Colombo (AsiaNews) - In the last 40 years, the governments of Sri Lanka have used forced disappearances as a tool to suppress dissent and combat the internal armed conflict. This is the charge that the Network for Rights (NFR), a network of human rights activists and journalists launch today on the second International Day for the victims of enforced disappearances. From the riots of young Marxists in the early 70s to 30 years of civil war, hundreds of families (Tamil and Sinhalese) have lost all trace of their loved ones, nor has it ever been possible to ascertain the exact number of missing persons. The International Day for the victims of enforced disappearances was created by the United Nations 30 August 2010.

The NFR recalls the revolt of the young Marxists (1971) and the subsequent uprising (1987-1989) as the first few episodes in which the government in Sri Lanka started using forced disappearances as a real weapon. "In 1971 - said the NFR - an unknown number of young Sinhalese were arrested and killed. Hundreds were burned, and their bodies disposed of without following any procedure. Between 1988 and 1989, again thousands of young Sinhalese were kidnapped and killed in summary executions. "

Then came the civil war between the armed forces and the Tamil Tigers, which for almost 30 years bloodied the north and east of the island. "Up to now, the country has witnessed the indiscriminate disappearance of Tamil youths, accused of belonging to rebel groups. During the last months of the war [in May 2009], the army took into custody hundreds, if not thousands of people who then disappeared: militants and civilians, prisoners and people who had surrendered by their own will, who disappeared into thin air. "

Between 1994 and 1998, the authorities have created four different commissions of inquiry to investigate these disappearances; identify potential perpetrators; take the necessary measures. Each of them has published a report, but none were ever followed by any government action.

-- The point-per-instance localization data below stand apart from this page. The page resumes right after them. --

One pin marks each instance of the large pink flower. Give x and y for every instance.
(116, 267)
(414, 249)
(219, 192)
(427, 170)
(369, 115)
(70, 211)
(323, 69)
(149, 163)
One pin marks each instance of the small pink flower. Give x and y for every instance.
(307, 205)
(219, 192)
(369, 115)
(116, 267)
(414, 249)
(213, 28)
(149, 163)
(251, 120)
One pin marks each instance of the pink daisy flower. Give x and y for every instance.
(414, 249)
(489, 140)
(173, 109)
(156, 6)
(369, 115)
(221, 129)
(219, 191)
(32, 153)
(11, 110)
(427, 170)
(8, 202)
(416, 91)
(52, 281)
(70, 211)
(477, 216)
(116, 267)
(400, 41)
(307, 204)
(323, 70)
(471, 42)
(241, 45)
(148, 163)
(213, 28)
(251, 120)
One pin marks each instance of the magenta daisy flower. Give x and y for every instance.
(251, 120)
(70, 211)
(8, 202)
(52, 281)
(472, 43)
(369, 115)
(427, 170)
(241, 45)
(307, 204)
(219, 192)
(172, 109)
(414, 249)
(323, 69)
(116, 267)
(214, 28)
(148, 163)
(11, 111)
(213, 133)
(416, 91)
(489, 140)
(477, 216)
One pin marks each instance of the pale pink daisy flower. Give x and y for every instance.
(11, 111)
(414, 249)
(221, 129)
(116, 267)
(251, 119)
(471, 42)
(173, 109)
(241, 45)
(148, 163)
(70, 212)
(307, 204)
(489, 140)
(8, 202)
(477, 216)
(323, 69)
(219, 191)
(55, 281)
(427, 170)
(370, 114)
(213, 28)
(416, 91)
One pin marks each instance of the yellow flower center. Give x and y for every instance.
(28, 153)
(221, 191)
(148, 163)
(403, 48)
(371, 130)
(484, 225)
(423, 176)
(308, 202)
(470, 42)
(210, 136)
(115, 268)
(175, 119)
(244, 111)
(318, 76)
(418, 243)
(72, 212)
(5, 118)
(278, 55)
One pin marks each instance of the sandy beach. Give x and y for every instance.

"The work done recently - adds the NFR - by the Lessons Learnt and Reconciliation Commission [LLRC, a commission set up by President Rajapaksa to investigate the final stages of the ethnic conflict, ed] has also picked up on this issue. Yet, the executive does not and has not done anything about it, and the perpetrators have never been prosecuted. " This attitude, together with the reluctance to ratify the UN Convention on missing persons, for the NFR, "shows that enforced disappearance is a deeply rooted crime, to which the State does not want to give up."